One of the highlights of our visit was a tour of the university's new campus north of the city, an expansive area that includes technology incubators in addition to labs and classrooms. The architecture is exceptional, as are the facilities and the students. In the new theater, we saw a dress rehearsal for a variety show the architecture students had put together: skits, musical performances, and ethnic dances. These artistic and cultural talents are often developed along with technical skills in China, even though the arts have not been the primary focus of most higher education in recent decades. However, this is changing. Throughout China there is a new move to bring the creative side of the brain into play, and most campuses are adding arts and media programs. The Chinese want to change the perception that they are technically competent but not very inventive. Promoting the arts in universities is the first step to fostering a creative workforce.
Everywhere we went, the emphasis on education was evident. University students know they are privileged to be attending classes. One told us that students would never think of missing a class. In fact, such absences could lead to dismissal from the university. Studies are taken very seriously, and students pay far more attention to them than to other activities that American students take for granted, like dating and "hanging out". In China, student life is group life, and serious dating is usually postponed until after graduation.

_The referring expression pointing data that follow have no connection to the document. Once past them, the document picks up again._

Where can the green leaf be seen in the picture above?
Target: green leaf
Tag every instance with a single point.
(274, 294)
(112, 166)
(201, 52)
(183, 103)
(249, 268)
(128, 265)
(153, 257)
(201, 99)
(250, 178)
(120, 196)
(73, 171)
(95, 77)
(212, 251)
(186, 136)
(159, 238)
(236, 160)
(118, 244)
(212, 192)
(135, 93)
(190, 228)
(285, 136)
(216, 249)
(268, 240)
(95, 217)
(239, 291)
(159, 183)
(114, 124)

 In the park near the famous West Lake district, we came upon queues of elementary-school children out for walks with their classes. Upon seeing a group of obvious foreigners in their midst, one child would shout out the English greeting "Hello!" This was echoed by all the other children in the group as they passed by, until there was a veritable chorus of hellos engulfing us.

Everywhere we went in China, people ran up to us to practice their English. We were made to feel extremely welcome everywhere. This was even true in Western China, where American products and marketing have not yet appeared. In Dunhuang, at the edge of the Gobi Desert along the old Silk Road, the local specialty is still donkey meat with yellow rice, not McDonald’s, and the “hamburgers” made by an entrepreneurial young man in the local marketplace, who called himself “Johnny”, were made of chopped pork belly, fat and all, piled onto a slab of freshly cooked griddle br5ead. Oftentimes, you could tell what meat was being cooked by the prominent display of the animal’s skull at the market booth. Mutton was the most popular.

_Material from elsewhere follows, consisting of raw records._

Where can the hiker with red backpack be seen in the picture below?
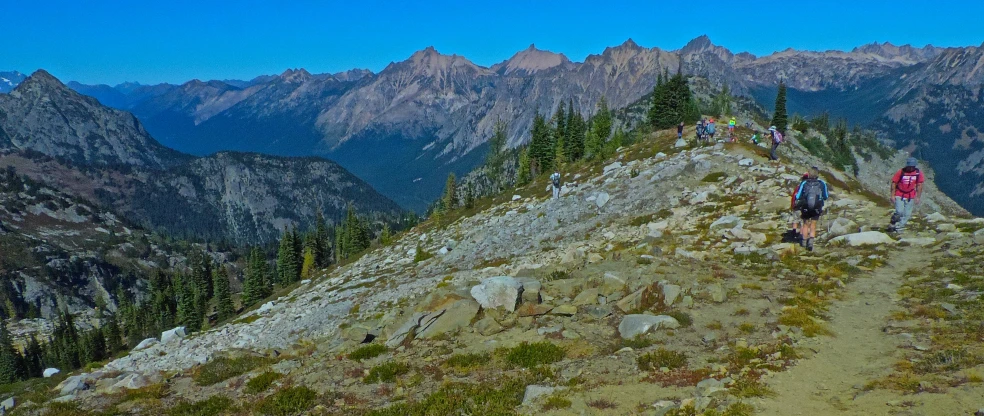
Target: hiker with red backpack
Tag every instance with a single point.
(906, 190)
(776, 141)
(810, 199)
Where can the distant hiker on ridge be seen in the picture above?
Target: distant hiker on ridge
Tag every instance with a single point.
(809, 199)
(906, 190)
(555, 180)
(776, 141)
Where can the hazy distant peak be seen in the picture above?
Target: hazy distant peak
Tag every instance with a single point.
(530, 60)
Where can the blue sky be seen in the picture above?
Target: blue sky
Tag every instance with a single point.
(175, 41)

In Hangzhou, Dunhuang, and all our other stops in China, children were the main attraction, from tiny boys studying in their parents’ shops (the big red book is the Chinese dictionary), to their spontaneous and charming songs and dances. We were as intriguing to them as they were to us, and we needed no other language than that essential human interest to make the communication perfect. We learned so much in this way, bringing the spirit and beauty of China home with us in our hearts, except for those bits of our hearts we left there, at the edge of the Gobi Desert, singing with the children.